The White House press secretary has an important and powerful role, and we all loved CJ Cregg for doing it (leading to my lifelong passion for Alison Janney). So when the incoming spokesman Sean Spicer said of 20 January 2017 "This was the largest audience ever to witness an inauguration, period," I was naturally a little concerned.
Looking first at the television audience, ratings agency Neilsen suggests that 30.6 million people in the USA were watching. That compares with the Obama inauguration in 2009 when 38 million watched, and Reagan's inauguration in 1981 when 42 million people tuned in.
The big caveat here is that in 2009 - and certainly in 1981 - television was the only way to watch. In 2017 the online audience would have been significant. And according to Akamai, "video streaming of the 2017 presidential inauguration is the largest single live news event that the company has delivered a new benchmark for live video traffic."
To be precise, the coverage reached a peak of 8.7 terabytes a second at 12:04, which translates into 4.6 million people watching the streaming coverage (I have done the sums: around 1.89 Mb/s on average). 30.6 plus 4.6 is still not as big a total audience as 2009, but closer.
But how do you know how many people were actually there? The photographs suggest that this year there was a lot more empty space.

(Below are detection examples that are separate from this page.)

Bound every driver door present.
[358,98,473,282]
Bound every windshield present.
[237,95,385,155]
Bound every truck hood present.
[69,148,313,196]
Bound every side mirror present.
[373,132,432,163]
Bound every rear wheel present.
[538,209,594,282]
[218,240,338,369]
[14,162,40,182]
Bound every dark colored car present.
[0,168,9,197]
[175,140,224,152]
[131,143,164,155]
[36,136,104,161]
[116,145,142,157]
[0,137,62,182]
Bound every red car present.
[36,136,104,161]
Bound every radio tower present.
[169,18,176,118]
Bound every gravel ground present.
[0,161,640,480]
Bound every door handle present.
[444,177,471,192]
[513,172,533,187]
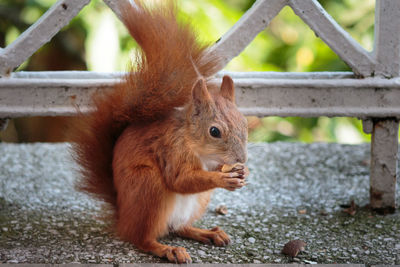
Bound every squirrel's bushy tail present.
[73,0,219,207]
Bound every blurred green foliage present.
[0,0,375,143]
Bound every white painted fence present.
[0,0,400,214]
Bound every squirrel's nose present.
[236,155,247,163]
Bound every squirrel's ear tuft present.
[221,75,235,103]
[192,78,211,105]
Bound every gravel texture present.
[0,143,400,264]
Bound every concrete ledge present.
[0,143,400,266]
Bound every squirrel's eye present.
[210,126,221,138]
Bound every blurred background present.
[0,0,375,144]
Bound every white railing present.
[0,0,400,214]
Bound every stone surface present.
[0,143,400,265]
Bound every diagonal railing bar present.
[103,0,129,21]
[0,0,90,77]
[289,0,376,77]
[211,0,287,67]
[374,0,400,78]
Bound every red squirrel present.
[73,0,248,263]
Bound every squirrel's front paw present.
[221,171,246,191]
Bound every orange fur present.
[70,0,247,263]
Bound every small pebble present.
[247,237,256,244]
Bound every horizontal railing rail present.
[0,71,400,118]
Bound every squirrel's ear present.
[221,75,235,103]
[192,78,211,106]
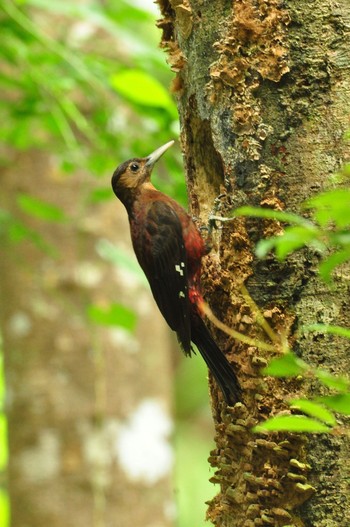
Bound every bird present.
[111,141,241,406]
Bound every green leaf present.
[87,304,137,331]
[289,399,336,426]
[110,69,177,117]
[16,194,66,222]
[262,352,309,377]
[314,369,350,392]
[319,247,350,283]
[253,415,331,433]
[0,488,10,527]
[317,393,350,415]
[305,189,350,229]
[301,324,350,339]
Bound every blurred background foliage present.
[0,0,214,527]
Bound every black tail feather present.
[191,316,241,405]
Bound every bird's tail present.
[191,316,241,405]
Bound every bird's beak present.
[145,141,175,167]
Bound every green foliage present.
[253,415,330,433]
[110,69,177,119]
[234,171,350,433]
[234,180,350,283]
[87,304,137,331]
[0,0,185,202]
[16,194,66,222]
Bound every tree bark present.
[158,0,350,527]
[0,152,173,527]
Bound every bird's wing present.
[134,200,191,354]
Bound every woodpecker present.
[112,141,241,405]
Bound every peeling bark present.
[158,0,350,527]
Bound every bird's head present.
[112,141,174,204]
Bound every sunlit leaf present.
[315,369,350,392]
[262,353,309,377]
[0,413,8,471]
[87,304,137,331]
[318,393,350,415]
[110,69,177,116]
[0,489,10,527]
[253,415,331,433]
[16,194,66,222]
[289,399,336,426]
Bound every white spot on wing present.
[175,262,185,276]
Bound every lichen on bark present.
[159,0,350,527]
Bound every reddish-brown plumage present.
[112,141,240,404]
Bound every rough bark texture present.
[158,0,350,527]
[0,152,172,527]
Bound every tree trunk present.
[159,0,350,527]
[0,152,172,527]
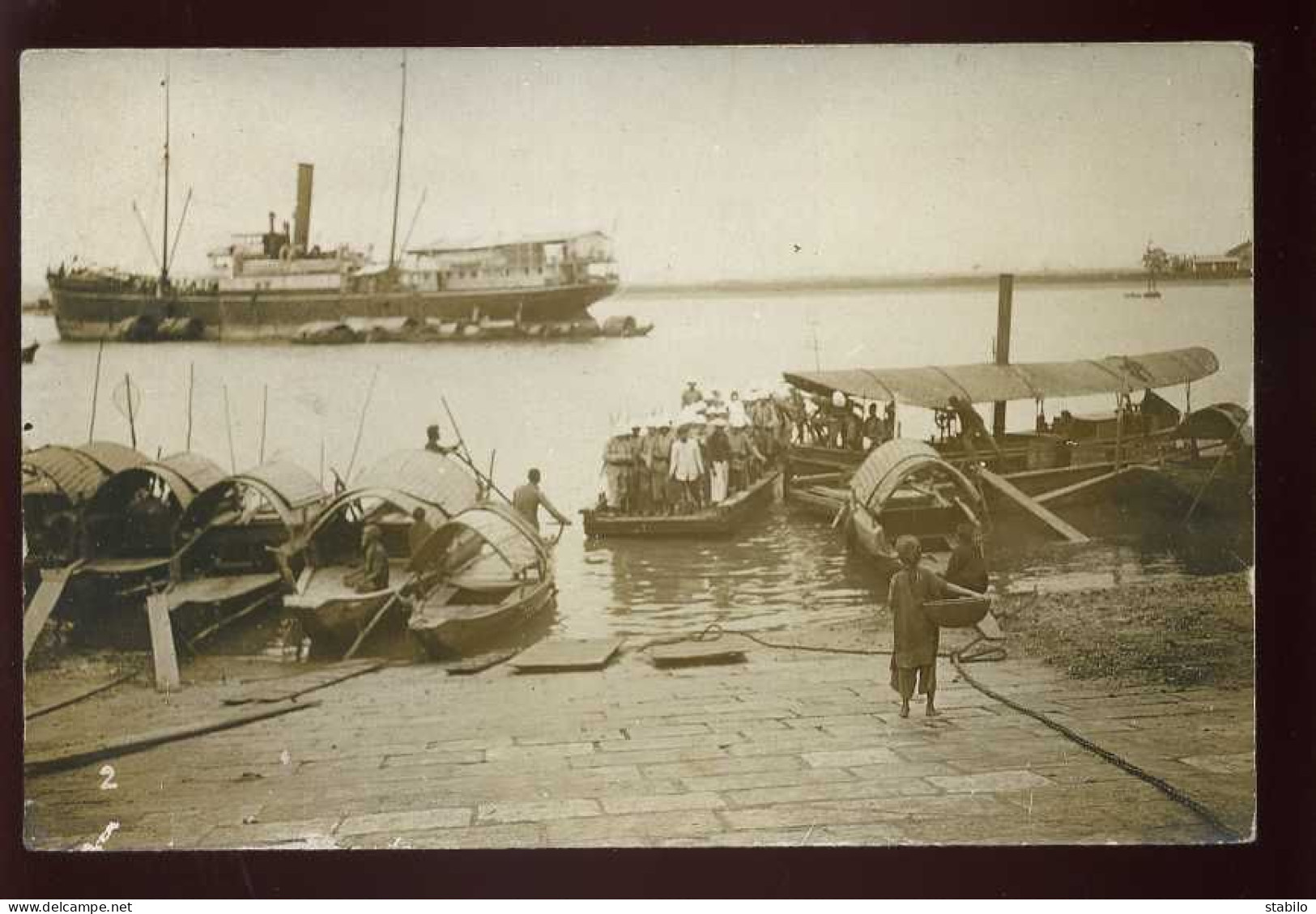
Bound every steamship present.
[46,59,617,341]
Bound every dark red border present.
[0,0,1316,899]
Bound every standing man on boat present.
[887,535,979,716]
[948,394,1002,461]
[708,414,732,505]
[343,524,388,593]
[425,425,457,457]
[669,425,704,514]
[648,419,675,516]
[946,521,987,593]
[512,468,571,533]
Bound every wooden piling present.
[146,593,181,691]
[991,274,1015,438]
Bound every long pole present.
[183,362,196,451]
[388,51,407,270]
[346,366,379,480]
[991,274,1015,438]
[87,337,105,444]
[224,384,238,474]
[255,384,270,464]
[160,57,168,293]
[124,372,137,451]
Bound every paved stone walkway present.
[25,644,1255,849]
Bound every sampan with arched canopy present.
[407,504,556,657]
[161,461,329,626]
[283,451,482,655]
[846,438,982,571]
[83,453,225,576]
[21,442,146,568]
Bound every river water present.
[23,283,1253,636]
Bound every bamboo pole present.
[255,384,270,464]
[183,362,196,451]
[224,384,238,474]
[343,366,379,482]
[87,335,105,444]
[124,372,137,451]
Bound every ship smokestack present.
[292,162,314,253]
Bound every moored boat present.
[407,503,556,659]
[840,438,982,572]
[581,468,782,537]
[166,461,329,638]
[63,453,225,642]
[283,451,482,657]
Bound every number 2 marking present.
[100,765,118,790]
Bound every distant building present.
[1225,240,1251,274]
[1169,240,1251,276]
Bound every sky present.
[19,44,1253,287]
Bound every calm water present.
[23,284,1253,636]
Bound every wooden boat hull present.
[408,579,556,660]
[581,470,782,537]
[284,589,404,657]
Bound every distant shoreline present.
[620,270,1251,296]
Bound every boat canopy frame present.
[783,346,1220,409]
[850,438,982,513]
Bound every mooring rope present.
[638,622,1242,842]
[950,653,1242,840]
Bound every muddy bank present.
[996,573,1254,689]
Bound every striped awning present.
[785,346,1220,409]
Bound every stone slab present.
[512,638,624,674]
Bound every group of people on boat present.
[598,380,790,517]
[787,388,896,453]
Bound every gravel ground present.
[996,573,1254,689]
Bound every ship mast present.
[160,57,168,293]
[388,51,407,272]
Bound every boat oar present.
[343,581,409,660]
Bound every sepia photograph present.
[13,42,1259,852]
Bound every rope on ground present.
[950,653,1242,842]
[636,622,954,657]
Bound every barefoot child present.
[887,537,981,716]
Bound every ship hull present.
[50,282,617,342]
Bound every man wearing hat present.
[948,394,1000,461]
[705,413,732,505]
[343,524,388,593]
[680,381,704,409]
[669,425,704,512]
[603,422,634,512]
[627,419,649,514]
[644,417,672,514]
[887,535,981,716]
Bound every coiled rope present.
[638,622,1242,842]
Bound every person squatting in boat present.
[343,524,388,593]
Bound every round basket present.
[922,597,991,628]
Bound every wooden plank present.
[1033,467,1137,505]
[23,563,79,663]
[146,593,181,691]
[977,470,1088,543]
[649,639,745,667]
[23,701,320,776]
[512,638,623,674]
[440,648,517,676]
[23,670,143,721]
[224,660,387,705]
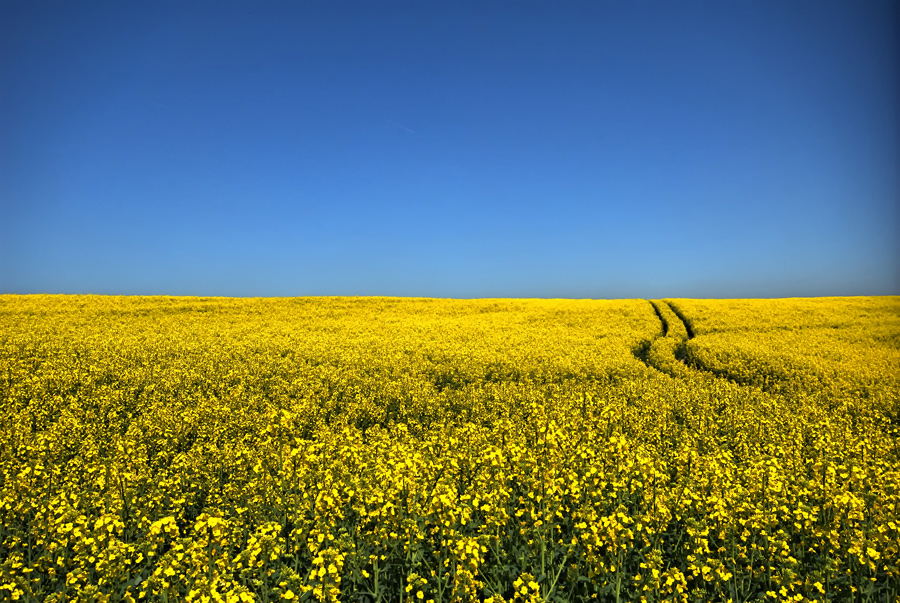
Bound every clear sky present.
[0,0,900,298]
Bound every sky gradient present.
[0,0,900,298]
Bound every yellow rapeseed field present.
[0,295,900,603]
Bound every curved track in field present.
[632,300,700,378]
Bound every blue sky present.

The New York Times took the simple measure of asking Washington Metro how many people had taken a train downtown. It turns out that it was 570,557 entries into the rail system in 2017, compared with 782,000 on inauguration day in 2013.

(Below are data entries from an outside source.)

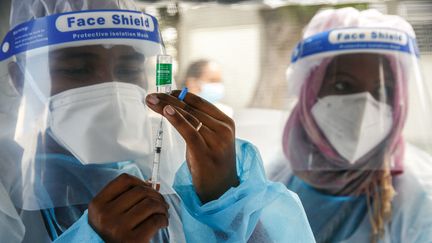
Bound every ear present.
[8,62,24,95]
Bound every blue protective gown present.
[35,140,315,243]
[268,145,432,243]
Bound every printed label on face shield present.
[156,63,172,86]
[0,10,161,61]
[291,28,419,63]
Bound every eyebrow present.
[331,71,359,82]
[119,53,145,61]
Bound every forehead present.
[49,45,144,60]
[329,53,390,72]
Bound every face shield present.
[0,10,184,210]
[283,27,432,195]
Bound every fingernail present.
[165,105,175,116]
[147,94,159,105]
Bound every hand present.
[146,90,239,203]
[88,174,169,242]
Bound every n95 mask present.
[312,92,393,164]
[48,82,152,164]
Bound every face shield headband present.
[0,10,184,210]
[283,28,417,194]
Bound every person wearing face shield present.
[269,8,432,242]
[0,0,314,242]
[184,59,234,117]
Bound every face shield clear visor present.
[2,10,184,210]
[283,28,432,178]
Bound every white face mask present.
[199,82,225,103]
[48,82,152,164]
[312,92,393,164]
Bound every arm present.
[174,140,315,242]
[146,91,314,242]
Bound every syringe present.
[151,55,172,190]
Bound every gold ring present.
[195,122,202,132]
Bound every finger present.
[171,90,230,121]
[108,186,169,214]
[146,94,231,133]
[93,173,149,203]
[133,214,169,241]
[163,105,207,151]
[176,107,219,146]
[126,198,168,229]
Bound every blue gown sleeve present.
[54,210,104,243]
[173,139,315,243]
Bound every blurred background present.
[0,0,432,157]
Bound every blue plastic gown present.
[55,140,315,243]
[268,144,432,243]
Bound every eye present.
[115,65,145,84]
[333,79,353,93]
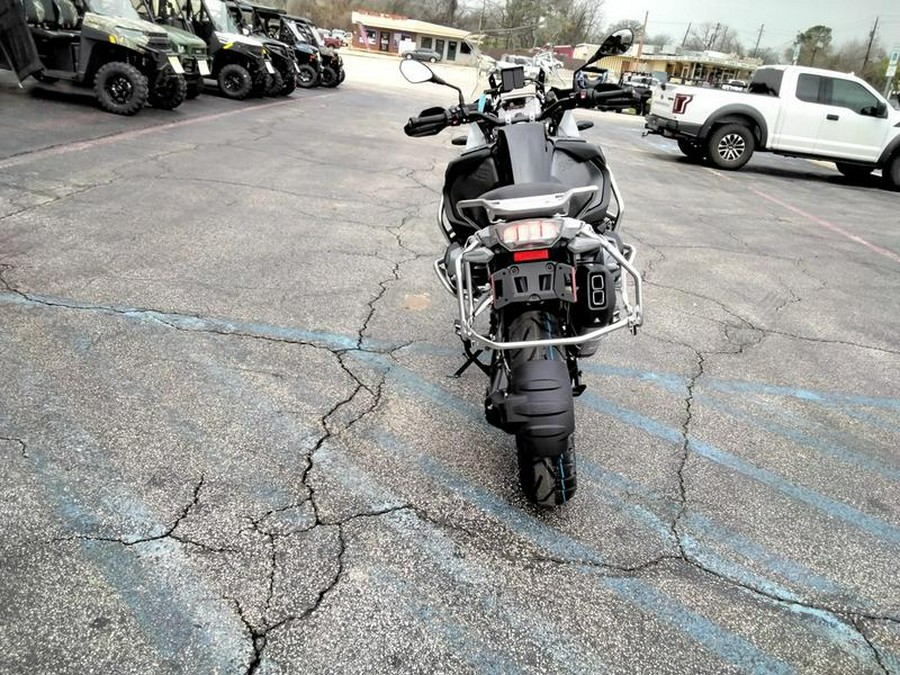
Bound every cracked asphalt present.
[0,55,900,675]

The National Mall - that beautiful piece of urban open space that rolls down the hill from the Capitol to the presidential monuments - is owned by the US National Parks Service. The parks service does not, as a matter of policy, issue estimates of crowd numbers since it suggested that the "Million Man March" in 1995 attracted just 400,000 people, and it was threatened with legal action by organiser Louis Farrakhan.

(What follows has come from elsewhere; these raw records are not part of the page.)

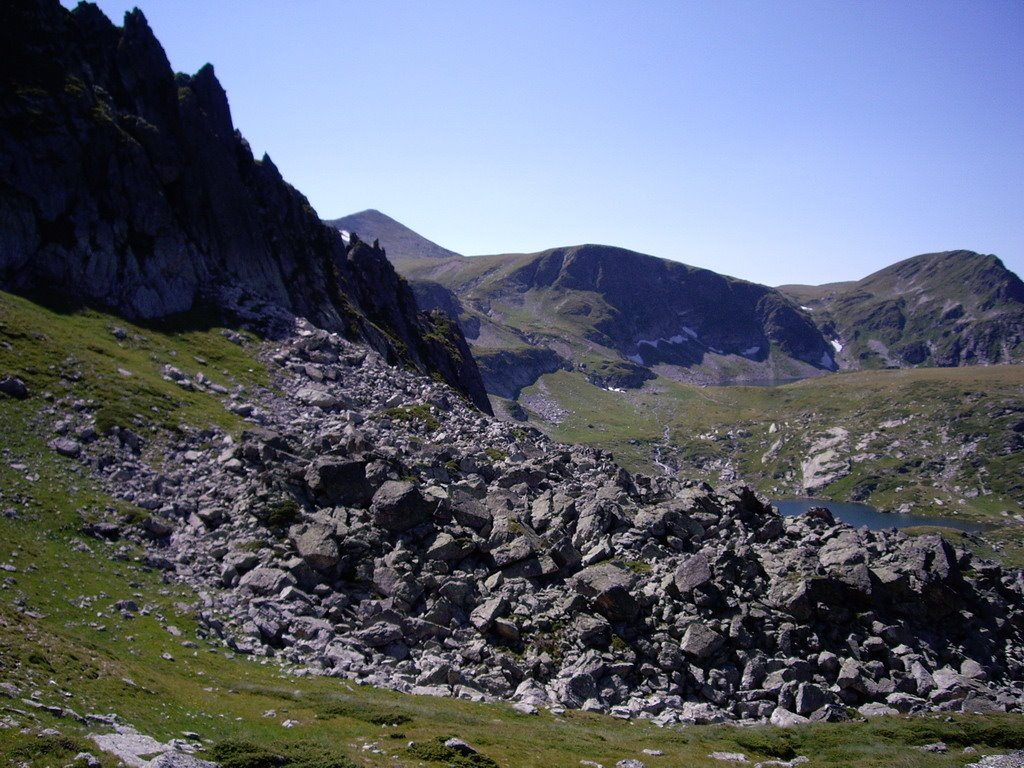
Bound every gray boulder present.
[305,456,373,507]
[370,480,437,532]
[572,562,640,622]
[673,554,712,595]
[679,623,725,658]
[239,568,295,595]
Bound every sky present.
[65,0,1024,285]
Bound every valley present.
[522,366,1024,562]
[6,0,1024,768]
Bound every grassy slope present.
[525,366,1024,562]
[0,295,1024,767]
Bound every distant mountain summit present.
[779,251,1024,368]
[385,244,837,397]
[0,0,489,411]
[326,208,459,264]
[331,211,1024,398]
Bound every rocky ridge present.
[0,0,490,413]
[36,309,1024,725]
[778,250,1024,369]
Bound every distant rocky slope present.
[326,208,459,264]
[0,0,489,411]
[29,309,1024,725]
[779,251,1024,368]
[385,243,836,396]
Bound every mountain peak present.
[326,208,461,264]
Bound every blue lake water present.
[771,499,984,531]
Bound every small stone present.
[444,736,476,755]
[47,437,82,459]
[0,376,29,400]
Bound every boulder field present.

Way back in 1967 a professor at the University of California in Berkeley, Howard Jacobs, had an office that looked out on the plaza regularly used for Vietnam protests. He developed a theory of crowd estimation: essentially, in a loosely-packed crowd (people at arms' length from each other) each person occupied 10 square feet. You scale up the density for the intensity of the event, up to mosh-pit squeezing where an individual has 2.5 square feet.
I tried to find the crush loading of London Underground trains but the organisation is very twitchy about quoting specific numbers. I found a paper for Sydney's suburban commuter trains which quoted a maximum of four people per square metre, which is pretty much arithmetically the same as 2.5 square feet each.